Mithat Sancar sözlerini şöyle tamamladı:

“Kaos planı toplumu dizayn buyurmak üzere, sistemi henüz dahi otoriterleştirmek üzere devreye sokulmuştur. Kargaşa planının engellenmesi için elimizden mevrut herhangi bir nev siyasi çabayı harcadık. Mahkemelere de bir görev düşüyor. Adaletsizliği derinleştiren rastgele yargı, herkesi emniyetsizlik ortamında yaşamaya sınırlı bırakıyor. Doğruluk ortadan kalktığında on paralık kimesne kendini güvende hissedemez. Hakimlerin görevi maddi hakikati, gerçekliği ortaya çıkarmaktır. Cani diye demin yargılanan tetikçinin ilişkileri, söz misali SADAT kadar bed bire bir yapıyla kurduğu bağlantılar, daha ilk içtimai iletişim araçları hesaplarında paylaştığı yıldızlı bilgiler filhakika yeterince düşünüm veriyor. Dirim tarzı, cinayet zamanına kadar yaptıkları arasında. Buna rağmen bunların hiçbirine ilişkin ayrımsız anket yürütülmediği üzere veriş içre olduğu eşhas dahi bu davada anlık kapsamına maznun adına karışma edilmemiştir. Bütün duyduğumuz madde burada dahi gine etmiştir. ‘Bu cinayet anormal kişinin münferit eylemidir’ Bunu ortaya koymaya, akseptans ettirmeye çalışıyorlar. Mahkemeden birlikte böyle bire bir değişmeyen nüfuz etmek niyetindeler. Bir Tane yaşama cezalandırıldığında arkasındaki bütün bağlantılar, çap içindeki muhtelif yapılarla ilgiler örtülmüş olacak. Örtülünce kullanılmamış cinayetler için bile medar henüz de olgunlaştırılmış olacak. Buna izin vermeyeceğiz.

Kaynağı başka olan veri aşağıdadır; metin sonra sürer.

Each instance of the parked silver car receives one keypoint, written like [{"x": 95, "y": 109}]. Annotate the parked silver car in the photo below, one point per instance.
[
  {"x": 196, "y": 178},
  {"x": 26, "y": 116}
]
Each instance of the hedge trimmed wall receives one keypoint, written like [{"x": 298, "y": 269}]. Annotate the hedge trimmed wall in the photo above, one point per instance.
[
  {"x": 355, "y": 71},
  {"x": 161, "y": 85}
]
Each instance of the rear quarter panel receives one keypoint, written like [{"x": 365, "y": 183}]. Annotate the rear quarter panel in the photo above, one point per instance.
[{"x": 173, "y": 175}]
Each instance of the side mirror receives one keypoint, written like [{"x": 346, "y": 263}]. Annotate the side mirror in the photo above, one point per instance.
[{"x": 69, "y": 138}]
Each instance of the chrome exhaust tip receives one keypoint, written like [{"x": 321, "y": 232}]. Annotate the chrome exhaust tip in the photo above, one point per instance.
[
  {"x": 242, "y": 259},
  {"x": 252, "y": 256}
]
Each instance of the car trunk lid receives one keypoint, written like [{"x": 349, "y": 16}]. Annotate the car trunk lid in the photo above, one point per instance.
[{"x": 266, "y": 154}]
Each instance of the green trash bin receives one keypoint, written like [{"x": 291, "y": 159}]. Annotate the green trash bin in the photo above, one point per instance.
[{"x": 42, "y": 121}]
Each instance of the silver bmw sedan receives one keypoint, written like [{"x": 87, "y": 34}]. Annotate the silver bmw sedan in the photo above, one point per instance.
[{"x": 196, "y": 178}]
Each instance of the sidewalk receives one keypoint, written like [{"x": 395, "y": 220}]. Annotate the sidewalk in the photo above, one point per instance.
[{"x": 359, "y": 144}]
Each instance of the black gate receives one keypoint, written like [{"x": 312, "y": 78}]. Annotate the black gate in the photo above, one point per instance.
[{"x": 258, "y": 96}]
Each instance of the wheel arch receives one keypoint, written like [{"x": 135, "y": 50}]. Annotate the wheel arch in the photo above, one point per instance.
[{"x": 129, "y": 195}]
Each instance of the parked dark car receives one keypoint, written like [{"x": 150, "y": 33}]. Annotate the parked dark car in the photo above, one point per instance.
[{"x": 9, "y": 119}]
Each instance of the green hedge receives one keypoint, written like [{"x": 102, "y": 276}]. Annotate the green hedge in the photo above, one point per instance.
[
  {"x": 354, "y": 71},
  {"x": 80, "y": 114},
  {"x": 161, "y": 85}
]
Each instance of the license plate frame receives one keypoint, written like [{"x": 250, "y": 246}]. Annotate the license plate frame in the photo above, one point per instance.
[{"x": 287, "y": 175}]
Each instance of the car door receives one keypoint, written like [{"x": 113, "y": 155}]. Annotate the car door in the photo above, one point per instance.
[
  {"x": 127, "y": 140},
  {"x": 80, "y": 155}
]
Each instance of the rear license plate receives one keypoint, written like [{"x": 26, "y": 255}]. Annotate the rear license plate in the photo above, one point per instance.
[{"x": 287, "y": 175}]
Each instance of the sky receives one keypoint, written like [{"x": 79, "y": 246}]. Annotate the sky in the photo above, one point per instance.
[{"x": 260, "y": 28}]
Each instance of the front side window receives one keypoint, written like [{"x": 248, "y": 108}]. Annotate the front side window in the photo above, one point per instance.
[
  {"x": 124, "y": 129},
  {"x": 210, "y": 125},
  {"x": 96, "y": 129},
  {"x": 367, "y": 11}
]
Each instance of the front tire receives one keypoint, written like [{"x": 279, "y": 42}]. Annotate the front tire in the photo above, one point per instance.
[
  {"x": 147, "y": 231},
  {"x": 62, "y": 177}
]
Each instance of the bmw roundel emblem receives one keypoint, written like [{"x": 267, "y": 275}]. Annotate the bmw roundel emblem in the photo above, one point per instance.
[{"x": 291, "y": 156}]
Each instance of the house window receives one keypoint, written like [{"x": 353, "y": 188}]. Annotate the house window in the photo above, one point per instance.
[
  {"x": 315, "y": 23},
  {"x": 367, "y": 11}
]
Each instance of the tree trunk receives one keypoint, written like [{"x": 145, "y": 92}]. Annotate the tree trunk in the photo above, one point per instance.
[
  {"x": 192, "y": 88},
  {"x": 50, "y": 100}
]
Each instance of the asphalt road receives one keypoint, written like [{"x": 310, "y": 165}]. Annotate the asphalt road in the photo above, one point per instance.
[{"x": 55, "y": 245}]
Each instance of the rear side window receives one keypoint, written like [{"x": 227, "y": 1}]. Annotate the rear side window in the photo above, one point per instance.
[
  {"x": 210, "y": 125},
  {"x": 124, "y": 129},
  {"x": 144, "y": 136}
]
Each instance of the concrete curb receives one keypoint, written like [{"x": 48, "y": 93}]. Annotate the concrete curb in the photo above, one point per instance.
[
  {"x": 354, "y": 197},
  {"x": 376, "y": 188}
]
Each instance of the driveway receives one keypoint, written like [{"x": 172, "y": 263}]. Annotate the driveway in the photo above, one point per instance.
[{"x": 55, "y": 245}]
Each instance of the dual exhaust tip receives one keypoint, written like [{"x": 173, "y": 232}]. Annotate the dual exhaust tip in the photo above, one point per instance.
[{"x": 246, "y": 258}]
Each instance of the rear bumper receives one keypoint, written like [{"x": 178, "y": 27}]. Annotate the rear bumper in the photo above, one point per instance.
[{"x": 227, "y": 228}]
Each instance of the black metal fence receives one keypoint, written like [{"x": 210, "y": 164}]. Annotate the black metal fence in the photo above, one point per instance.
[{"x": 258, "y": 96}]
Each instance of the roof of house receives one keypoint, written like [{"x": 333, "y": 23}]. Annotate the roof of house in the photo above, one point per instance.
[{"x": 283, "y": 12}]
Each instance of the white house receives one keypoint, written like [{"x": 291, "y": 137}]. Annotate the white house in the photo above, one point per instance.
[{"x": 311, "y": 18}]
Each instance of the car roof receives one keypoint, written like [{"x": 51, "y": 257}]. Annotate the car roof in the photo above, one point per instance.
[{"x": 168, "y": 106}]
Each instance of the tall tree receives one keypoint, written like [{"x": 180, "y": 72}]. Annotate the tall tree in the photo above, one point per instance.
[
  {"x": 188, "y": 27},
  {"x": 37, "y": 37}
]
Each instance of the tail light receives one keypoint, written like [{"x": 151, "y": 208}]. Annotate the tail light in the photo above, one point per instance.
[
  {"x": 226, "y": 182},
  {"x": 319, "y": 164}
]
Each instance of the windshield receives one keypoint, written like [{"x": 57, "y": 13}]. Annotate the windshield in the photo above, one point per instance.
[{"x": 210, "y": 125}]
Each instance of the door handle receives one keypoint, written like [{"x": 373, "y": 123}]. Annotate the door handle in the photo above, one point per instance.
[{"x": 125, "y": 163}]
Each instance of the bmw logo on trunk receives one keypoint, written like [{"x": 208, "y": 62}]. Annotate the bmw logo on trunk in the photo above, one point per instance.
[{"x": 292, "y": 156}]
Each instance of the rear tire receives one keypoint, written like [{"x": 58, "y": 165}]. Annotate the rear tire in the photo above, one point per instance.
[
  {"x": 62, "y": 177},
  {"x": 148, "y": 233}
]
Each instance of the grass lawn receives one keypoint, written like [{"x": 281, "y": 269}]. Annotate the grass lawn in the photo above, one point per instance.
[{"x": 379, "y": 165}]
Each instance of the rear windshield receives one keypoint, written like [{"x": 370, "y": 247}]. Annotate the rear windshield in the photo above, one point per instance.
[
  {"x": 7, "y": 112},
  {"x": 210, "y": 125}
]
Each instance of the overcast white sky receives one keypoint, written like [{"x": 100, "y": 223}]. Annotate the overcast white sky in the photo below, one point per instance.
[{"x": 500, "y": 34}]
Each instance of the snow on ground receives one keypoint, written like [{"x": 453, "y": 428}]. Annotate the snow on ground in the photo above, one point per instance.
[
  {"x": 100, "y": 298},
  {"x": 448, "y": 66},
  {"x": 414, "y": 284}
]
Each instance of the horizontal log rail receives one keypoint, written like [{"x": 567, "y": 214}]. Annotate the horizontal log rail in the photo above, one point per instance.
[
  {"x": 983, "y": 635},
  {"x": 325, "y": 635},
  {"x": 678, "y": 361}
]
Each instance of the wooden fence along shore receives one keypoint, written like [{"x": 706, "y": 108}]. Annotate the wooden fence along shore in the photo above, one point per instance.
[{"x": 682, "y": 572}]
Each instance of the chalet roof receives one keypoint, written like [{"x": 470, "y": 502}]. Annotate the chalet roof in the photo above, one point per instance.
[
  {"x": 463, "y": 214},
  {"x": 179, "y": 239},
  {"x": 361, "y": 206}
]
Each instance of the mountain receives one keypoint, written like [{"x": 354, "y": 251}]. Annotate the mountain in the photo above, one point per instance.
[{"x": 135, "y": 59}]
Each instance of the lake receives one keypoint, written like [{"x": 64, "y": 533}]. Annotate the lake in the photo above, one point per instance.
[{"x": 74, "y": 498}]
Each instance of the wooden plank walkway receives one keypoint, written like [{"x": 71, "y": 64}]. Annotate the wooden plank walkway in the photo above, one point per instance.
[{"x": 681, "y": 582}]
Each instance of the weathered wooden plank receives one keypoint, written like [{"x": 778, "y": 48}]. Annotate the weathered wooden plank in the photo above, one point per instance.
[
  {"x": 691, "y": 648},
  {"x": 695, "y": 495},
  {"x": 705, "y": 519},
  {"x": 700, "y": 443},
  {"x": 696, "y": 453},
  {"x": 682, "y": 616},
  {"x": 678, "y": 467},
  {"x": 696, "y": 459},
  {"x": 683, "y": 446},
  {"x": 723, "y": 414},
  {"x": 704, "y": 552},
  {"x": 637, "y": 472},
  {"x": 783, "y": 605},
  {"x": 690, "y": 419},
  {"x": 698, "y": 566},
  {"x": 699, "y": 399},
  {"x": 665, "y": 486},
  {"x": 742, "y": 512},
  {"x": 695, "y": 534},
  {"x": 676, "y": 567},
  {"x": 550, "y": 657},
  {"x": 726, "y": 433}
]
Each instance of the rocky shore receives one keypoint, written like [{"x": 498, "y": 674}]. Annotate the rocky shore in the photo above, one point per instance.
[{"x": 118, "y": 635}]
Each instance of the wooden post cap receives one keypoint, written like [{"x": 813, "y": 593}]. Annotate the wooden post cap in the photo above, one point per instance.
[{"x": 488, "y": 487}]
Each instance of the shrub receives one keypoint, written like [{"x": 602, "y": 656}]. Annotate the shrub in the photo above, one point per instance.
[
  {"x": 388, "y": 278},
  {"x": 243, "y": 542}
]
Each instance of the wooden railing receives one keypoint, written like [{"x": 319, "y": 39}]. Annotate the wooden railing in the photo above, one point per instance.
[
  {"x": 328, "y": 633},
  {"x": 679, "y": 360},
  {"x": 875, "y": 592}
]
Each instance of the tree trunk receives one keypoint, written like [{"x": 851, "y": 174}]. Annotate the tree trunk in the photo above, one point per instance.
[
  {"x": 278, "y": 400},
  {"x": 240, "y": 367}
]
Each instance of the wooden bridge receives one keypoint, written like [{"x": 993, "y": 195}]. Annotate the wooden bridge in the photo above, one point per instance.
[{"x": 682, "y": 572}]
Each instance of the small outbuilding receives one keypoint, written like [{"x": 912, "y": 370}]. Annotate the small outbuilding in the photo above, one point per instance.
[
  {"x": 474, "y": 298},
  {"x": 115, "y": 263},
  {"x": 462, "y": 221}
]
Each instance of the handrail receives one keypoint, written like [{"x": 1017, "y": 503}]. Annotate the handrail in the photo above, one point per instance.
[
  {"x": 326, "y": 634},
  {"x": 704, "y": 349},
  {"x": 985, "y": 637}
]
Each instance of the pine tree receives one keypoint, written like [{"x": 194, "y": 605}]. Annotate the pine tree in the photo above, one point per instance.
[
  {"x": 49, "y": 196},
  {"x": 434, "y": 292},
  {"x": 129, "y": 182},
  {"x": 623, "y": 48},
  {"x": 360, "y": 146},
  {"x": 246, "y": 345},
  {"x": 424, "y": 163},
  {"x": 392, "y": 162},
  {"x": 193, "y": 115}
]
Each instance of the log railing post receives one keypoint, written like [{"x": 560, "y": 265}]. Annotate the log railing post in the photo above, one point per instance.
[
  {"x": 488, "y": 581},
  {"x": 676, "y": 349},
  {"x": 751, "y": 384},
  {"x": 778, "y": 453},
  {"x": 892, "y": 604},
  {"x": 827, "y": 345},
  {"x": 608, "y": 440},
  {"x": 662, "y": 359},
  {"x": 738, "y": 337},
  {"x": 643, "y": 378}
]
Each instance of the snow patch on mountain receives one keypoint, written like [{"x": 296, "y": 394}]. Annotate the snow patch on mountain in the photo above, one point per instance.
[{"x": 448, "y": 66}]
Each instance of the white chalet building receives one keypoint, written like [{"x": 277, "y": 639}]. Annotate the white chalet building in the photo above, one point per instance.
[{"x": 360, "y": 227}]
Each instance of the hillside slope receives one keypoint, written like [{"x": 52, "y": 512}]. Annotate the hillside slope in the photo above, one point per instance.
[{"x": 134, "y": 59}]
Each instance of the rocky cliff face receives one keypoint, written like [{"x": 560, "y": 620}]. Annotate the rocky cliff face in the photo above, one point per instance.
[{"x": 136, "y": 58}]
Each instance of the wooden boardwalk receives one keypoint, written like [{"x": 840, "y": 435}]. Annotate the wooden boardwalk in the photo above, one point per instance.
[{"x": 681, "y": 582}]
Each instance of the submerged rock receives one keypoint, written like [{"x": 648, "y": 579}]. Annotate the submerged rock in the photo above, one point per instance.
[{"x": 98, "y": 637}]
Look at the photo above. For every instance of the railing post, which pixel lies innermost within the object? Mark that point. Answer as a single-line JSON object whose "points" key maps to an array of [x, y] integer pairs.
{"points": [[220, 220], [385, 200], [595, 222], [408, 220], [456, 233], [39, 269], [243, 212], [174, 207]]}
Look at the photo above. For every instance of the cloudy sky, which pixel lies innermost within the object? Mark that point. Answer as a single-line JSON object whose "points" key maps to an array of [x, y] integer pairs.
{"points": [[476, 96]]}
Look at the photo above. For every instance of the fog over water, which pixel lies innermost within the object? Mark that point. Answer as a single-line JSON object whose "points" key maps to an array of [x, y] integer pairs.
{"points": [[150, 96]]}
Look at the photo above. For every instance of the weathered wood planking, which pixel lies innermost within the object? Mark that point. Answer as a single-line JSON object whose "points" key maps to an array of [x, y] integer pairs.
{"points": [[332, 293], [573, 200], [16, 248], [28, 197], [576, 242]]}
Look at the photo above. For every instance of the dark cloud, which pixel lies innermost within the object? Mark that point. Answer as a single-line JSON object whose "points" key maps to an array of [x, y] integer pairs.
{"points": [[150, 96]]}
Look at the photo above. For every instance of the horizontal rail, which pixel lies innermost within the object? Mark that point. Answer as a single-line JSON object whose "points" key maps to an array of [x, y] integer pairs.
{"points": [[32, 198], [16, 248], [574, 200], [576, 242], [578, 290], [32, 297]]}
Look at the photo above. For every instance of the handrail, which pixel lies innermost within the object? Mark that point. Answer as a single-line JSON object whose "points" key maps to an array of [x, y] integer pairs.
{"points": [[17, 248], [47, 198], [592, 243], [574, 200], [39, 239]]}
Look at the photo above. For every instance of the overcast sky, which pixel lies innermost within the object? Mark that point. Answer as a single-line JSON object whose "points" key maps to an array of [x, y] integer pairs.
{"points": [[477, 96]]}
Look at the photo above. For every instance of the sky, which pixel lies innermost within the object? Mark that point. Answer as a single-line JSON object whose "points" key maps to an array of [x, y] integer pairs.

“HAKİMLER KANLI DÖNGÜYÜ KIRABİLİR”

Hakimler üstelik bu kanlı döngüyü nakız imkanına sahiptir. Bu kanlı döngüyü yemek amacıyla, hakikati bütün boyutlarıyla ortaya çıkaracak cesareti göstermeleri yeterlidir. Tıpkı tuğlayı çektiğimizde o zar yıkılacaktır. Bunu biliyoruz. Murafaa da o tuğlayı çekmeye katkıda bulunmalıdır. O tuğlanın ağız ağıza çekilip, duvarın yıkılması bizlerin görevidir. Bizler, o keleş ve hunriz duvarın asıl tuğlasını çekmece mücadelesine bitmeme edeceğiz.”